Y pienso, que si de alguna forma el autor del libro– el Dr. Jorge Bucay- evoca la idea de la dependencia como estar siempre colgado, cuesta abajo o incompleto; también creo que si lo observamos desde una perspectiva diferente, nos acerca a la conclusión, que la falacia de autosuficiencia o de creernos que “yo tengo el poder de Greiscol” es sólo aquello, fantasía.
Tomar conciencia de nuestra finitud de capacidades, de acciones, de habilidades; no permitiría formar una sociedad mucho más tolerante de diferencias; puesto que la suma de las diferencias nos vuelve con sentido.
Saberse “uno” es decir diferente al otro, “único, irrepetible” es aceptar la grandeza que hay en los demás también; porque el mismo poder de mi originalidad recae en el resto.

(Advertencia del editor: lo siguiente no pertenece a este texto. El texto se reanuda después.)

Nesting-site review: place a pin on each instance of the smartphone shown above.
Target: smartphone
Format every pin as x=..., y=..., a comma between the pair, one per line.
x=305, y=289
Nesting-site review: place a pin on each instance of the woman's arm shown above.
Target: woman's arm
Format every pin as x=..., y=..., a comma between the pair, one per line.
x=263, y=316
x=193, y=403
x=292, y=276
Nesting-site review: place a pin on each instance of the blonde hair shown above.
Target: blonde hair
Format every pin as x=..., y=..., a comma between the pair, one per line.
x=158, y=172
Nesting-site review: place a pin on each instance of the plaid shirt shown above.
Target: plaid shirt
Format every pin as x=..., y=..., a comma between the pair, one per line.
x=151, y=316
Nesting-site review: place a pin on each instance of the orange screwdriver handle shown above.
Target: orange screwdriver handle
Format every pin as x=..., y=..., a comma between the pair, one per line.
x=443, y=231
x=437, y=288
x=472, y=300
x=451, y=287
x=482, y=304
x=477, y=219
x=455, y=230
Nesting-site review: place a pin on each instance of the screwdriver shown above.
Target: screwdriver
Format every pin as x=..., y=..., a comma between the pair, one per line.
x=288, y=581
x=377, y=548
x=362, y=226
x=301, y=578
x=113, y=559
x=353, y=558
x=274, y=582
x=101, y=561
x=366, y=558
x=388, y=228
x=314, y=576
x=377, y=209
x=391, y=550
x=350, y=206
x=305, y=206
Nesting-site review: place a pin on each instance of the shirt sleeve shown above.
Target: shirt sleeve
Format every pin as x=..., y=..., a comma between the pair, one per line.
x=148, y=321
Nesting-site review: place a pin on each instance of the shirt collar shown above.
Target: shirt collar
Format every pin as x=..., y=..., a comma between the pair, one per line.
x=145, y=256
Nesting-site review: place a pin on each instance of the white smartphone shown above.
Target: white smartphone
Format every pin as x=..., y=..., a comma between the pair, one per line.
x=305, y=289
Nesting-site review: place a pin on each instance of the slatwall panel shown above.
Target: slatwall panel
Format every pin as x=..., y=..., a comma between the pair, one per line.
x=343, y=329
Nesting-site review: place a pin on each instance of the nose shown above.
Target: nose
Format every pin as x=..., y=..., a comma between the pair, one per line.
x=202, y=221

Estar colgado de la idea que tenemos acerca de cómo actuar, sentir, vincularnos; es dejar parte de los resultados a la opinión de los otros, al visto bueno y amable. Puesto que siempre nos movemos teniendo en cuenta “la opinión de los demás”; por más “libres que seamos” siempre estamos mirando a quién seducimos.
Esto de estar interconectados con el ser y el otro, creo que es lo que abre la oportunidad de vivirnos en un nosotros inclusivo, en un contexto de interdependencia, en dónde todos somos parte del todo, o incluso el todo mismo.